取り上げるのは、2017年のカンヌライオンズにおいて4つの部門でグランプリを獲得した「フィアレス・ガール Fearless Girl (恐れを知らぬ少女)」。
世界3位の運用規模を誇るアメリカの投資ファンド会社「State Street Global Advisors」(以下SSGA)が発売した“SHE”という新しい株式ファンドの広告コミュニケーションだ。
SHEは、女性役員が多いなど、女性が活躍する企業の株式ばかりを集めたファンド。その商品特性を考えると、広告コミュニケーションのメッセージは、もっと“女性のパワーを知ろう”といったものになる。

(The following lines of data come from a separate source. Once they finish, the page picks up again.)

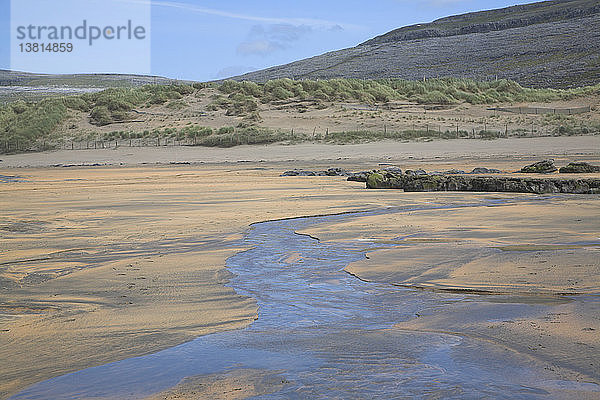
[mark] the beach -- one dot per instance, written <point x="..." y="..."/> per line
<point x="112" y="254"/>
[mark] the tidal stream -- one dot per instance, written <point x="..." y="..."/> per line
<point x="328" y="334"/>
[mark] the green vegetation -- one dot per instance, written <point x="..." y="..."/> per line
<point x="32" y="123"/>
<point x="431" y="91"/>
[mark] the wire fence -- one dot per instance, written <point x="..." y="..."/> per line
<point x="544" y="110"/>
<point x="416" y="132"/>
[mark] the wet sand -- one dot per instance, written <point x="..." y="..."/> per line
<point x="545" y="251"/>
<point x="104" y="263"/>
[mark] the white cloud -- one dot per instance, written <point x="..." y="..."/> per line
<point x="247" y="17"/>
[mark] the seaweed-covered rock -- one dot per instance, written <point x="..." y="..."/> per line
<point x="393" y="169"/>
<point x="359" y="176"/>
<point x="299" y="172"/>
<point x="337" y="172"/>
<point x="483" y="170"/>
<point x="329" y="172"/>
<point x="463" y="183"/>
<point x="417" y="172"/>
<point x="579" y="168"/>
<point x="540" y="167"/>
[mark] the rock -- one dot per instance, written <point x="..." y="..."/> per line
<point x="337" y="172"/>
<point x="329" y="172"/>
<point x="579" y="168"/>
<point x="417" y="172"/>
<point x="359" y="176"/>
<point x="299" y="172"/>
<point x="462" y="183"/>
<point x="393" y="169"/>
<point x="483" y="170"/>
<point x="540" y="167"/>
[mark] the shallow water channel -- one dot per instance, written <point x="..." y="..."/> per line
<point x="328" y="334"/>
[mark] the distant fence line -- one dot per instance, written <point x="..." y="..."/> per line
<point x="543" y="110"/>
<point x="418" y="131"/>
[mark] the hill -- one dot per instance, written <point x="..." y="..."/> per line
<point x="548" y="44"/>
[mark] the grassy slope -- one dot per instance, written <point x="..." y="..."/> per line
<point x="31" y="122"/>
<point x="550" y="44"/>
<point x="493" y="20"/>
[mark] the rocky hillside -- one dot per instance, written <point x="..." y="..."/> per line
<point x="548" y="44"/>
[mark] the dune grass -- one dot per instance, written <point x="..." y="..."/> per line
<point x="28" y="123"/>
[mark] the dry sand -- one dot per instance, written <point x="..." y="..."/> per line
<point x="104" y="263"/>
<point x="531" y="251"/>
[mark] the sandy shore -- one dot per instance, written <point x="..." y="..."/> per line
<point x="521" y="249"/>
<point x="104" y="263"/>
<point x="508" y="152"/>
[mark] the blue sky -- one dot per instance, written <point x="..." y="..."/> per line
<point x="204" y="40"/>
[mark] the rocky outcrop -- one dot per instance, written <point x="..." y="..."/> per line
<point x="540" y="167"/>
<point x="463" y="183"/>
<point x="579" y="168"/>
<point x="329" y="172"/>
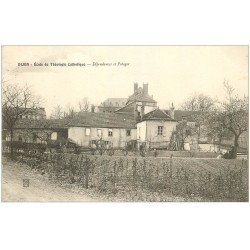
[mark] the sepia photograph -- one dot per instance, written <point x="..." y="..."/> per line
<point x="125" y="124"/>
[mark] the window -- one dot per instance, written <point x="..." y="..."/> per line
<point x="53" y="136"/>
<point x="87" y="131"/>
<point x="110" y="133"/>
<point x="128" y="132"/>
<point x="99" y="132"/>
<point x="34" y="138"/>
<point x="160" y="130"/>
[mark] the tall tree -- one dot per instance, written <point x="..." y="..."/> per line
<point x="16" y="101"/>
<point x="198" y="102"/>
<point x="231" y="117"/>
<point x="57" y="113"/>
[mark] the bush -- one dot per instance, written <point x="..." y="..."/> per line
<point x="139" y="178"/>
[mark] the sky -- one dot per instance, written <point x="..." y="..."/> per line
<point x="173" y="72"/>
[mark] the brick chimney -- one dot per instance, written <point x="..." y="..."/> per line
<point x="145" y="88"/>
<point x="135" y="87"/>
<point x="172" y="111"/>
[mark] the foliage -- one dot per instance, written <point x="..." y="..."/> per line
<point x="147" y="179"/>
<point x="16" y="101"/>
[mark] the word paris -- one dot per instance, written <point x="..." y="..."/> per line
<point x="93" y="64"/>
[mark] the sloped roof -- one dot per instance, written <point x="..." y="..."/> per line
<point x="140" y="96"/>
<point x="157" y="114"/>
<point x="114" y="102"/>
<point x="103" y="120"/>
<point x="41" y="124"/>
<point x="180" y="114"/>
<point x="83" y="119"/>
<point x="129" y="108"/>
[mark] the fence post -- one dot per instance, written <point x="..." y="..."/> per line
<point x="115" y="176"/>
<point x="171" y="174"/>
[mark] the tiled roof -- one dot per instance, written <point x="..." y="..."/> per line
<point x="83" y="119"/>
<point x="188" y="115"/>
<point x="103" y="120"/>
<point x="42" y="124"/>
<point x="114" y="102"/>
<point x="157" y="114"/>
<point x="139" y="96"/>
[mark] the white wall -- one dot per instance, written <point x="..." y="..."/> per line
<point x="141" y="131"/>
<point x="118" y="139"/>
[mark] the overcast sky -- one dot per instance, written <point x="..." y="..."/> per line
<point x="172" y="72"/>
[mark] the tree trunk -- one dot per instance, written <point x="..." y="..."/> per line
<point x="11" y="144"/>
<point x="236" y="145"/>
<point x="219" y="146"/>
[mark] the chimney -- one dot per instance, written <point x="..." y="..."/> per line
<point x="135" y="87"/>
<point x="172" y="111"/>
<point x="142" y="111"/>
<point x="145" y="88"/>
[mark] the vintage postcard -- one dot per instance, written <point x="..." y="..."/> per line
<point x="125" y="123"/>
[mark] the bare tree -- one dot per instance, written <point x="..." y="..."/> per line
<point x="57" y="113"/>
<point x="232" y="117"/>
<point x="84" y="105"/>
<point x="198" y="102"/>
<point x="16" y="101"/>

このSHEが実施した広告コミュニケーションは、金融街ウォール・ストリートのそばにあるニューヨーク市が管理する小さな公園に、少女のブロンズ像「Fearless Girl(恐れを知らない少女)」を設営したこと。基本的には、ただ、それだけだ。
足元には、「KNOW THE POWER OF WOMEN IN LEADERSHIP(リーダーシップにおける女性のパワーを知ろう)」と書かれたプレートが置かれ、「‘SHE’ MAKES A DIFFERENCE(“SHE”は違いを作り出す。SSGA)」と続く。
実はこの小さな公園には、すでに有名な別の像が存在している。それは、荒々しい牡牛をモチーフにしたチャージング・ブルだ。アメリカ株式市場のパワーの象徴として製作・設置されたもので、牡牛であることから、男性のパワーの象徴とも見受けられる。